Centric Health The road may have been bumpy lately for Centric Health (Centric Health Stock Quote, Chart, News TSX:CHH) but investors are likely to see better days ahead, according to Beacon Securities analyst Doug Cooper, who reviewed Centric’s latest quarterly results in an update to clients on Tuesday.

Toronto-based Centric Health, which runs a national network of pharmacy fulfilment centres and provides specialty pharma services to residents of seniors communities, reported third quarter fiscal 2019 financials on Monday, coming in with revenue up 12.5 per cent year-over-year to $27.9 million, driven by an increase in average bed count of 31,281 compared to 29,040 a year earlier.

Adjusted EBITDA in the company’s specialty pharmacy segment grew 204.1 per cent to $4.0 million with EBITDA margin growing from 4.8 per cent to 12.9 per cent.

Over the quarter, Centric made a couple of moves to deleverage the business, by entering into a definitive agreement to sell its Surgical and Medical Centres division to Kensington Private Equity Fund for $35 million in cash (the sale is expected to close at the end of November, 2019) and through a private placement for gross proceeds of up to $37.7 million, announced on September 30.

“Our momentum continued in the third quarter, with strong growth in revenue and beds serviced, and significant growth in Adjusted EBITDA for our core Specialty Pharmacy business,” said David Murphy, President and CEO, in a press release. “The quarter was also an eventful and successful one as it relates to strengthening our balance sheet, as we announced both the sale of our Surgical and Medical Centres division and a large private placement. With these milestones and our strategic transformation substantially completed, we have significantly improved our ability to capitalize on organic growth and acquisition opportunities in the Canadian institutional pharmacy sector.”

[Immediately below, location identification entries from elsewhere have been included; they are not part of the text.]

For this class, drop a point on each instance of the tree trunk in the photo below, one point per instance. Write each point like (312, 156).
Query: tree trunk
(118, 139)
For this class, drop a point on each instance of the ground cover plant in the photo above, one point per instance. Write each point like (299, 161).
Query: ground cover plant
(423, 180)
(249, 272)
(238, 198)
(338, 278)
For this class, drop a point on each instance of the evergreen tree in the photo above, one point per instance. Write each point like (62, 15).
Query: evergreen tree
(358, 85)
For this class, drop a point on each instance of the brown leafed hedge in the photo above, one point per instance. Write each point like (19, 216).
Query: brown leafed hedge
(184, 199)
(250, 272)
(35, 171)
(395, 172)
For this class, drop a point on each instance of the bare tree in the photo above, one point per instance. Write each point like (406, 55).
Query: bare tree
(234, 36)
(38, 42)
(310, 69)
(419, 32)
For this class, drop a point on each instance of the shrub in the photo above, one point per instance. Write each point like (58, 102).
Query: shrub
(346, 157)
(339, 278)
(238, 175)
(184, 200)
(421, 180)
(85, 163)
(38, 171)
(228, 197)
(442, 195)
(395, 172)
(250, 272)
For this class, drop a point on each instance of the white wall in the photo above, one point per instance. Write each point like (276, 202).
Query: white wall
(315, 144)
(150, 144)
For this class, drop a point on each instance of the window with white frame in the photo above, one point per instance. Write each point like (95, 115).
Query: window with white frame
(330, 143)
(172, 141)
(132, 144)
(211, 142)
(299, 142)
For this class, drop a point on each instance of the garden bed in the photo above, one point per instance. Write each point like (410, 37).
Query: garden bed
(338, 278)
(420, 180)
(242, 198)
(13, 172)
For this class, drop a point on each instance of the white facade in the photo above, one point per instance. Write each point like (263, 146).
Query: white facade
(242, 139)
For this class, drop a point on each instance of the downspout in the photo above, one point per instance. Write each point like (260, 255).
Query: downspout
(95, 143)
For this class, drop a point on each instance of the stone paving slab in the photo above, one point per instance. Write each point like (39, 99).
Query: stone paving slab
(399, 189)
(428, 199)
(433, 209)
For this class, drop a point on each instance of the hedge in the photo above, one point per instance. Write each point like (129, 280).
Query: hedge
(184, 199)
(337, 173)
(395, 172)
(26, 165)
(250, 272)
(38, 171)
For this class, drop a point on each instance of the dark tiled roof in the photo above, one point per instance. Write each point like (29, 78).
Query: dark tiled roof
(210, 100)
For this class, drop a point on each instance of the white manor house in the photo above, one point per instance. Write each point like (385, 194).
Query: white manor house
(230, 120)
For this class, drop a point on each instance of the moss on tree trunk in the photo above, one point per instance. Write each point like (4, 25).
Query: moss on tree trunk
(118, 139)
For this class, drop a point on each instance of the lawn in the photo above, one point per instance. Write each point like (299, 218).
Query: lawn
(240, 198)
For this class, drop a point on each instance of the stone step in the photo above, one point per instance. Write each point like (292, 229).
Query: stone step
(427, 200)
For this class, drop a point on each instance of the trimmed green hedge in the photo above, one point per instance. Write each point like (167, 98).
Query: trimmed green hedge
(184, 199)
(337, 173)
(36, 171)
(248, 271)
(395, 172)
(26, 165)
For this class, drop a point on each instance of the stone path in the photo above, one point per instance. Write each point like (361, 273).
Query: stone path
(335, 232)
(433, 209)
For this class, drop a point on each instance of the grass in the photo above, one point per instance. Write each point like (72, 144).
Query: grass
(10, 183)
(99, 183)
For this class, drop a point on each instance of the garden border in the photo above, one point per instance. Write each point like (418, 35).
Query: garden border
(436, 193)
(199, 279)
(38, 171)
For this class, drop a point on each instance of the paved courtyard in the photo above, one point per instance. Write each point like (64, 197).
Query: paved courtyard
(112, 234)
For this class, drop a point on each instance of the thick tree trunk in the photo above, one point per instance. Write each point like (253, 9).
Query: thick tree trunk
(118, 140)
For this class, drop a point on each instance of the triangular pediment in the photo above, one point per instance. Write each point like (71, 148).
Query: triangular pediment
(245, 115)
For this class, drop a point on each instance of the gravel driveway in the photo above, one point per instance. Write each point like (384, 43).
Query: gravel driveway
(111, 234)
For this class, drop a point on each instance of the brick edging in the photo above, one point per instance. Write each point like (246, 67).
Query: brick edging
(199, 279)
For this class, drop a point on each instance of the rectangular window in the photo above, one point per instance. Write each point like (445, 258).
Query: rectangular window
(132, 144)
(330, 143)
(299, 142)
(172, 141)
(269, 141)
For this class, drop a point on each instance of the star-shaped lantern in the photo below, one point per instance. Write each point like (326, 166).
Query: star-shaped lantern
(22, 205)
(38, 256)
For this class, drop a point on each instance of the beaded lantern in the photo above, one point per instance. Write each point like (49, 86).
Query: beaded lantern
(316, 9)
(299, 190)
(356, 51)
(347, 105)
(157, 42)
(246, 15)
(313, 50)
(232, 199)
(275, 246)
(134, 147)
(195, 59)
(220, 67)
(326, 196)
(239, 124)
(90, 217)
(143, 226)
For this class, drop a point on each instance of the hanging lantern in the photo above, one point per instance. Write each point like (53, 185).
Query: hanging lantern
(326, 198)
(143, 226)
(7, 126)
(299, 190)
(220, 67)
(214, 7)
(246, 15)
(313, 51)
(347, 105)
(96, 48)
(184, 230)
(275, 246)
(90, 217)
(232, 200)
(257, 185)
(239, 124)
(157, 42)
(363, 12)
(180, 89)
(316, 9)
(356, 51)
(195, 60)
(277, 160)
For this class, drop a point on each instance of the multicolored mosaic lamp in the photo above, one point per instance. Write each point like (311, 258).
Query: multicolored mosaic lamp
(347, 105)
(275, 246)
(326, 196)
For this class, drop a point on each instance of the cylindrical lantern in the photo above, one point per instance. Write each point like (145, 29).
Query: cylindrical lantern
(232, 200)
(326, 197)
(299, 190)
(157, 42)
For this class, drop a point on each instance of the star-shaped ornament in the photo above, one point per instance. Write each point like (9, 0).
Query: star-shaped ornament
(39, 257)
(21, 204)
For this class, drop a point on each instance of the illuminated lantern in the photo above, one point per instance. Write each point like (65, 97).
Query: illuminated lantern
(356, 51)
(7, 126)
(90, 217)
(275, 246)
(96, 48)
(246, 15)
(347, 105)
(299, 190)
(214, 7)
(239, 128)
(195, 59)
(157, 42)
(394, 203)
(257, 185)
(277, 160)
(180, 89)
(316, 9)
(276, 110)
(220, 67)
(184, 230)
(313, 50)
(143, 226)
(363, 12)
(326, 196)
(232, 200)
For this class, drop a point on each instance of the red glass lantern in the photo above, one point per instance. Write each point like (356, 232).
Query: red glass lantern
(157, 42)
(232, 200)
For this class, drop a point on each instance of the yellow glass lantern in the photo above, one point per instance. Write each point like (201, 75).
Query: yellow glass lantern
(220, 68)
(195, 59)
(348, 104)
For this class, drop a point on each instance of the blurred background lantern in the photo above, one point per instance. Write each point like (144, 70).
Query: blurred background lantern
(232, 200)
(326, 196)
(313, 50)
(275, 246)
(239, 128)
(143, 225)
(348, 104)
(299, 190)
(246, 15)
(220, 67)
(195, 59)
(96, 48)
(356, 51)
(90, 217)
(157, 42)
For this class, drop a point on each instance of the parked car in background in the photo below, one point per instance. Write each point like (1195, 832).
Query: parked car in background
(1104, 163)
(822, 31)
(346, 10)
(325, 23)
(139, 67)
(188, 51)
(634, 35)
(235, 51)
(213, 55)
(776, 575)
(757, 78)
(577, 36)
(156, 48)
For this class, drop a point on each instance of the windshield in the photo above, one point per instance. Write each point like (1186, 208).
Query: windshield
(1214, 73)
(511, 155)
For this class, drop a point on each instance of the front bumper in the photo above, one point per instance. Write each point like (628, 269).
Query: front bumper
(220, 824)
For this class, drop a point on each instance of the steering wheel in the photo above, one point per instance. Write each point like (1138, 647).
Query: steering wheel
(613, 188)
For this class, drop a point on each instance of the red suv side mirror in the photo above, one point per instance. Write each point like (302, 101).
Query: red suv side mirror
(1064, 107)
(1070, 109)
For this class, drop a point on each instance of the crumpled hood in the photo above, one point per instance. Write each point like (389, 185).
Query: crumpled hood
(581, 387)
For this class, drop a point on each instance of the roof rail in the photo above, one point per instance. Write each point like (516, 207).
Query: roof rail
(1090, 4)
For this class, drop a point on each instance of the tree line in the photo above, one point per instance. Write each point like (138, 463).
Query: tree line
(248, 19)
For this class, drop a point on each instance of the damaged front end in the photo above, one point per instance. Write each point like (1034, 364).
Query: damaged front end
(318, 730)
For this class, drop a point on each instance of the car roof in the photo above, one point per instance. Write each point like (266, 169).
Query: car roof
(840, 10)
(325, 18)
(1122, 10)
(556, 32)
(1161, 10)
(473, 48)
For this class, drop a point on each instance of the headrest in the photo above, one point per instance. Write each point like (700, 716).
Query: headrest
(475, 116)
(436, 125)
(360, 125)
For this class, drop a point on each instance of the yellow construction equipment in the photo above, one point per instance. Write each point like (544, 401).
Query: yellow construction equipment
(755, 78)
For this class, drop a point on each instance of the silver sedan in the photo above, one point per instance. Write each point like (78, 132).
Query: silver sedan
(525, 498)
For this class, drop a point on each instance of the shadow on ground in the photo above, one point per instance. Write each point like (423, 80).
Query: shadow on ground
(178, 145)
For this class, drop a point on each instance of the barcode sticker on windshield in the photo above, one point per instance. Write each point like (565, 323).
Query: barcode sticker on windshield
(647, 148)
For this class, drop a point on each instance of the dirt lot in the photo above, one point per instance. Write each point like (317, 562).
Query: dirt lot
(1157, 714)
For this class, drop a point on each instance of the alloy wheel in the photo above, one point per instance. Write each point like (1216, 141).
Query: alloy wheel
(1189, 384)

Cooper says the company’s moves set Centric up for a break-out year in 2020.

“It has been a long road, but we believe CHH is entering fiscal 2020 on excellent footing,” writes Cooper. “Its historic margin profile in pharmacy has been restored, which should result in free cash flow generation; its balance sheet should enable the start of an accretive consolidation strategy and shareholders still have the free option on Ace Age/Karie, which is entering its own growth phase and is strategically important in attacking the very large ‘seniors at home’ market.”

The analyst says that the turnaround in Centric’s specialty pharma segment is now virtually complete, pointing to expanding margins in the sector and growing bed count.

“We anticipate continued organic growth as we head through FY20 where we are targeting period ended beds of ~35,000. With ~400,000 LTC beds in Canada, that would still only represent a market share of 8.5 per cent, implying significant growth opportunities still lie ahead,” Cooper writes.

Cooper says he hasn’t made material changes to his revenue and EBITDA forecasts for 2020, although he has incorporated the sale of Centric’s surgical assets and the private placement into his model. The analyst notes the dilutive effects of the added common shares (544 million), which affected his target price for Centric.

The analyst is calling for full fiscal 2019 revenue and adjusted EBITDA of $129.7 million and $9.1 million, respectively, and fiscal 2020 revenue and adjusted EBITDA of $142.7 million and $14.3 million, respectively.

With the client update, Cooper is retaining his “Buy” rating for CHH but dropping his target from $0.60 to $0.35 per share, representing a projected 12-month return of 112 per cent at the time of publication.